Text-only Domain Adaptation for Low-Resource ASR Using Large Language Models
Proceedings of Shaping Multilingual, Multimodal AI for the Social Sciences and Humanities (LLMs4SSH) @ LREC 2026
Abstract
Automatic Speech Recognition (ASR) increasingly mediates access to broadcast media, public discourse and cultural archives. For minoritised languages, however, the development of robust ASR systems is constrained by limited and domain-restricted text data. This paper investigates cross-lingual text expansion (XLTE), a method that uses a Large Language Model (LLM) to generate in-domain text in a low-resource language from high-resource language summaries. We further examine whether supervised fine-tuning on a small set of human-authored texts enhances generation quality.

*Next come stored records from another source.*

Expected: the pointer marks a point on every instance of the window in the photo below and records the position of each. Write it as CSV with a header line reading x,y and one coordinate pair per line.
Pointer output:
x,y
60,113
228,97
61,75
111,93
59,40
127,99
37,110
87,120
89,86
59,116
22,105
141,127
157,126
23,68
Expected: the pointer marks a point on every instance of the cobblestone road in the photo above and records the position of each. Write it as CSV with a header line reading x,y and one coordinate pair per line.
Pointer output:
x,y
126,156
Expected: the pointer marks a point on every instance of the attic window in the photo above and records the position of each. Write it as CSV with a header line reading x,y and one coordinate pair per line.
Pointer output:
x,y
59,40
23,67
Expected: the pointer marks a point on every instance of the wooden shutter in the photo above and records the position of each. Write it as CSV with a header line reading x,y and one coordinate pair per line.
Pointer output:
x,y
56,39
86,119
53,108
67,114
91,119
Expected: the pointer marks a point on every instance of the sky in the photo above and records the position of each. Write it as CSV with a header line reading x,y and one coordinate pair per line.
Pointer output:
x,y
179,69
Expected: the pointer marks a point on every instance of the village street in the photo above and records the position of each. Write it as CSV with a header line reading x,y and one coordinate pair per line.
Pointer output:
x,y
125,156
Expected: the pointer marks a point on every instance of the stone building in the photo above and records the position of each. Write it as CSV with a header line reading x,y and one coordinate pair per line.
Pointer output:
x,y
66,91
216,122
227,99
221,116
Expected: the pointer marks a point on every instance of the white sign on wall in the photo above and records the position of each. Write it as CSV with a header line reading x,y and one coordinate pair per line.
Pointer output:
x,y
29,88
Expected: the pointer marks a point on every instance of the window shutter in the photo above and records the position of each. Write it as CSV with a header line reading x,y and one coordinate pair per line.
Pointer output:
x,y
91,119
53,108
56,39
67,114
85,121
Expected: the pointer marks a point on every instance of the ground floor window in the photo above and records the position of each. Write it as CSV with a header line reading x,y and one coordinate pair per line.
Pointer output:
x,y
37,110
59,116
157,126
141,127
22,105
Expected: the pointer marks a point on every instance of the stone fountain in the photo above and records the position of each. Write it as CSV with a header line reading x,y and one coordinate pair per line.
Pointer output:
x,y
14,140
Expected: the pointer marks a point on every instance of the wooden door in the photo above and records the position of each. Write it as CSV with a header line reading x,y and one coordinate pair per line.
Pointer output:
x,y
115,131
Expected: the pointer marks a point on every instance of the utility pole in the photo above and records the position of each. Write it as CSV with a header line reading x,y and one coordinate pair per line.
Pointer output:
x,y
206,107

Using Scottish Gaelic as a case study, we show that synthetic text generated via fine-tuned XLTE can be used to train an external language model that reduces Word Error Rate (WER) by 24.48% in a previously unseen broadcast domain. Our findings demonstrate that text-only domain adaptation through cross-lingual generation can strengthen speech technology in sparse data settings. Beyond engineering gains, the approach offers a scalable pathway for improving the digital representation, accessibility and sustainability of minoritised-language media and cultural heritage.